Also think about how much weight the horse weighs itself and take that into account (I say this as an owner having to get weight off my coblet at the moment). If they are overweight then they can carry less on top in human weight as they will be less fit and also already have too much weight to carry. 

But assuming they are not overweight then anything other than a big fat bloke would be fine. I also disagree with the 14.2 therefore cant carry lots of weight approach. Shorter, thicker legs proportionately may well mean a 14.2 solid chap can carry more proportionately than a spindly taller horse. And stay sounder.

It also depends what you want to do. Team chasing, maybe not, hacking, yep!

I would say max 13 stone if horse is right weight and reasonably fit, less if either of those two are compromised.


----------



## Tinseltoes (20 September 2011)

chickeninabun said:



What world do you live in?!?!?
They are work horses not bloody pansies!!

Click to expand...

EXACTLY. My coloured hairy cobby can carry about 14.stone  easily and hes 14.3hh. Theyre WEIGHT CARRIERS!!!!!!


----------



## HaffiesRock (21 September 2011)

My 14hh haflinger used to carry all 14 stone of my dad. My 15.2 Gypsy cob could carry me and my dad together. Gypsy cobs are built for strength and can carry a lot more than  most people would ever dream of putting on their back. Have faith in your horses people, they are not made of glass.


----------



## Trinity Fox (21 September 2011)

These types to a degree are weight carriers but 15-20% is a good guide, I think sometimes we think vanners are heavier than they are because of the hair.

I was amazed when a friend of ours who had a vanner clipped and hogged and the horses legs were alot finer than we thought so you should really measure the bone.

Width of loin and length of back combined with cannon bone width are actually the greatest deciding factors according to latest research, fitness and age aslo have a part to play breed or type is really not that relevant in comparrison to these other facts.

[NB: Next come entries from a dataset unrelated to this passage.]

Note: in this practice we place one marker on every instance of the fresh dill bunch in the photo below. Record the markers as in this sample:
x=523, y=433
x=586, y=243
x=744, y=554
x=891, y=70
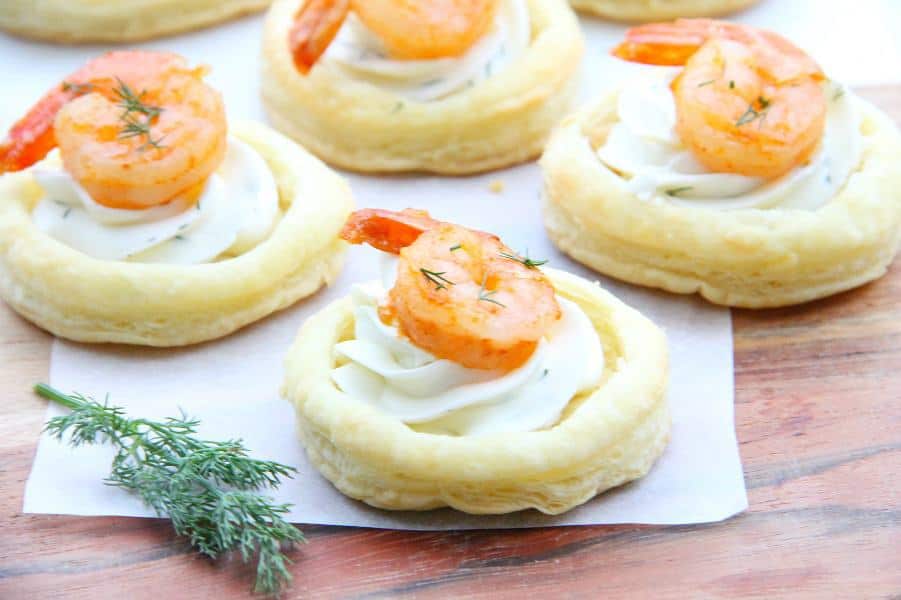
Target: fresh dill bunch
x=205, y=487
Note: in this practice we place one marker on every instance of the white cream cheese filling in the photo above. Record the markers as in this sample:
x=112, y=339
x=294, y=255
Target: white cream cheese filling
x=387, y=371
x=645, y=150
x=236, y=210
x=362, y=55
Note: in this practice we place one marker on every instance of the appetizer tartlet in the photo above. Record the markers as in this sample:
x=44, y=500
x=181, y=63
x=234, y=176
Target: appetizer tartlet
x=738, y=172
x=138, y=217
x=87, y=21
x=471, y=378
x=441, y=86
x=659, y=10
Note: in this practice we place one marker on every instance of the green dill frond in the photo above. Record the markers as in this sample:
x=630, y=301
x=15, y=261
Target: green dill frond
x=206, y=488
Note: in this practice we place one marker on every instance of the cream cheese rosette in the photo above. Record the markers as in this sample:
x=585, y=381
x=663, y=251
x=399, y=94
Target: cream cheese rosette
x=148, y=222
x=659, y=10
x=439, y=86
x=467, y=376
x=744, y=175
x=91, y=21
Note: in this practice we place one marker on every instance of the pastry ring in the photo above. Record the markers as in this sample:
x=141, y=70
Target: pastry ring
x=497, y=122
x=744, y=258
x=659, y=10
x=82, y=21
x=81, y=298
x=605, y=438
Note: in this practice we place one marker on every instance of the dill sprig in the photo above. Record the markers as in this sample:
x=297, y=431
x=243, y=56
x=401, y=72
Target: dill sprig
x=205, y=487
x=486, y=296
x=528, y=262
x=752, y=113
x=437, y=278
x=78, y=88
x=133, y=108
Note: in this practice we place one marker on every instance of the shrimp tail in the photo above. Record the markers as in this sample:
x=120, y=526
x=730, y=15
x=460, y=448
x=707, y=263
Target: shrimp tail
x=387, y=230
x=315, y=26
x=32, y=138
x=665, y=44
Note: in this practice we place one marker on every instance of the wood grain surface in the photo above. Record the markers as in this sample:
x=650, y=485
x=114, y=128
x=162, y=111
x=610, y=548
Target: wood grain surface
x=818, y=399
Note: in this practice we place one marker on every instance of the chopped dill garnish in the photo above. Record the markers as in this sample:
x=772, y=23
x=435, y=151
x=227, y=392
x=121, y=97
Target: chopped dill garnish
x=528, y=262
x=133, y=106
x=486, y=296
x=78, y=88
x=437, y=278
x=752, y=113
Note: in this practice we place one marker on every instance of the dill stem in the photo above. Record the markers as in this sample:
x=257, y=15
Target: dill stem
x=51, y=393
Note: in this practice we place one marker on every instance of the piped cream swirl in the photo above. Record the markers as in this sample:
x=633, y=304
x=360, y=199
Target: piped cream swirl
x=362, y=55
x=645, y=150
x=236, y=210
x=386, y=370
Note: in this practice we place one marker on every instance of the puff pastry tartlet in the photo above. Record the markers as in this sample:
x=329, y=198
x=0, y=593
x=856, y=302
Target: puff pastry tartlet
x=413, y=421
x=77, y=259
x=631, y=190
x=456, y=106
x=659, y=10
x=83, y=21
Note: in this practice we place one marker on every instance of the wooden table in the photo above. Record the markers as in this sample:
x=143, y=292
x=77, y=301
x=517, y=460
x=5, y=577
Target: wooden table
x=818, y=403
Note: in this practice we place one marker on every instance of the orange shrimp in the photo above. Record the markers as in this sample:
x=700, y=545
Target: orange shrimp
x=134, y=128
x=460, y=294
x=748, y=101
x=410, y=29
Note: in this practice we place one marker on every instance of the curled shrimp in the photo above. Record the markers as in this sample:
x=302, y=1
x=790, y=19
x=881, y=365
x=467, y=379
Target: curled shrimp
x=460, y=294
x=748, y=101
x=134, y=128
x=409, y=29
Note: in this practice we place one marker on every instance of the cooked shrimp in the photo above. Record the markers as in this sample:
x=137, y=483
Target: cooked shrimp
x=134, y=128
x=460, y=294
x=748, y=101
x=409, y=29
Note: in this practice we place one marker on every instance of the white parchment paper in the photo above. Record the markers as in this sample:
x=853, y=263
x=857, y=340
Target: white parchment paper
x=232, y=384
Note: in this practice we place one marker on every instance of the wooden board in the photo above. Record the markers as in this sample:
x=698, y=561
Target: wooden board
x=818, y=399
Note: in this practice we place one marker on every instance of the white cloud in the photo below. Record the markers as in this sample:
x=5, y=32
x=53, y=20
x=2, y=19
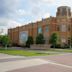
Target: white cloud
x=46, y=15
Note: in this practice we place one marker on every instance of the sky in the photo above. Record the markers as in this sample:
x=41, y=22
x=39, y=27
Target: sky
x=15, y=13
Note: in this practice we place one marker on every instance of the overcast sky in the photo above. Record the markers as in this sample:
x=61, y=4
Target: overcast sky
x=20, y=12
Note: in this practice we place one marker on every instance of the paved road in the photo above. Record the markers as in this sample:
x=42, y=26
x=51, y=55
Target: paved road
x=58, y=63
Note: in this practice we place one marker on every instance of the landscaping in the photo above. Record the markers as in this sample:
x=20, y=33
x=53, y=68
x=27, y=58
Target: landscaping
x=23, y=53
x=35, y=52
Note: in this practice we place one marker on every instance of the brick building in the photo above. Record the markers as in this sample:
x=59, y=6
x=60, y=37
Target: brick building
x=61, y=24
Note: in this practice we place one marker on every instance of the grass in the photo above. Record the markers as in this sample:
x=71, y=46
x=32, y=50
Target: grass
x=61, y=50
x=34, y=52
x=23, y=53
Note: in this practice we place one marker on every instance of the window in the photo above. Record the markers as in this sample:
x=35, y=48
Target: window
x=39, y=30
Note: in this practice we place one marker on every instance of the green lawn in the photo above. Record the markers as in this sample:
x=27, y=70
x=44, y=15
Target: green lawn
x=34, y=52
x=24, y=53
x=61, y=50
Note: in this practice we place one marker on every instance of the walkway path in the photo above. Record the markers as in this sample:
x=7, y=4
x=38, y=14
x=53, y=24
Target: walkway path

I think you have to also consider when people say certain types were used to do  certain jobs of work they were, but we dont want to ruin our horses as they did in the past and we are far heavier as a society so a full grown man today is a few stone heavier than in the past.

A sensible approaach is best it is not hard to work out if you are too heavy.


----------



## newalclover (21 September 2011)

emmahaywood1 said:



			My 14hh haflinger used to carry all 14 stone of my dad. My 15.2 Gypsy cob could carry me and my dad together. Gypsy cobs are built for strength and can carry a lot more than  most people would ever dream of putting on their back. Have faith in your horses people, they are not made of glass.
		
Click to expand...

is really not true!! my 17hh mare thought she was indistructable ok.. not quite but something underlying reared it's ugly head today when she had an x~ray am really totally devistated I know she's not made of glass but know that she's not as strong as I thought am totally devistated really thought she would still be going strong when i'm 40 in 8 years time thats really not going to happen .. she's only 9 now in 8 years time she will be 17 or will she even make it that far!! am totally gutted had faith in my amazing horse now every website ive looked at is doom and gloom.. dont want to beleave my horse of a lifetime could be totally ****ed!!  sorry edited to say that I realise am off topic but am quite upset!!


----------



## cassie summers (21 September 2011)

xTrooperx said:



			i will have great interest watching this thread as i was told im to heavy to ride anything (just over 13 stone) so had to buy myslef a heavy horse. though i was sad about the cruel reactions some of us bigger riders get.
		
Click to expand...

yes people are cruel i am no lightweight i have a shire x 16 hand 10 inch bone i have been riding for 40 years i dont feel guilty riding my mare we dont go out for really long hacks usualy about an hour a day i dont ride heavy i am very balanced it really depends on the rider a novice who weighs less than me would feel heavier to the horse as they would ride heavier unfortunatly this doesnt stop people being cruel i have bought a lightweight saddle and keep her fit as if the horse is overweight aswell then they will struggle with their own weight


----------



## cassie summers (21 September 2011)

chickeninabun said:



What world do you live in?!?!?
They are work horses not bloody pansies!!

Click to expand...

here here "chickeninabun"so true by the way love your horse in your siggy looks like my girly


----------



## 4faults (21 September 2011)

Trooper - it's very cruel that someone would say that to you. How do these people think men manage? Seriously makes me wonder about people


----------



## hollyandivy123 (21 September 2011)

ok slightly off topic but the wee little highlands were bred to carry a 16stone stag, people forget it is all in the health of the horse and the conformation


----------



## domane (21 September 2011)

sharon1959 said:



			EXACTLY. My coloured hairy cobby can carry about 14.stone  easily and hes 14.3hh. Theyre WEIGHT CARRIERS!!!!!!
		
Click to expand...

Whilst I don't hugely disagree with anything in this thread yet.... may I just remind everyone that they're actually weight-PULLERS!  With their thick set necks, broad chests and huge shoulders, they're actually designed more for pulling huge weights rather than carrying them.  If you've ever seen an x-ray of the spine where a saddle would sit, the gaps between the bones are minute and I would definitely advocate that a chunky needs to be fit and have good muscle tone/topline to carry a good weight.


----------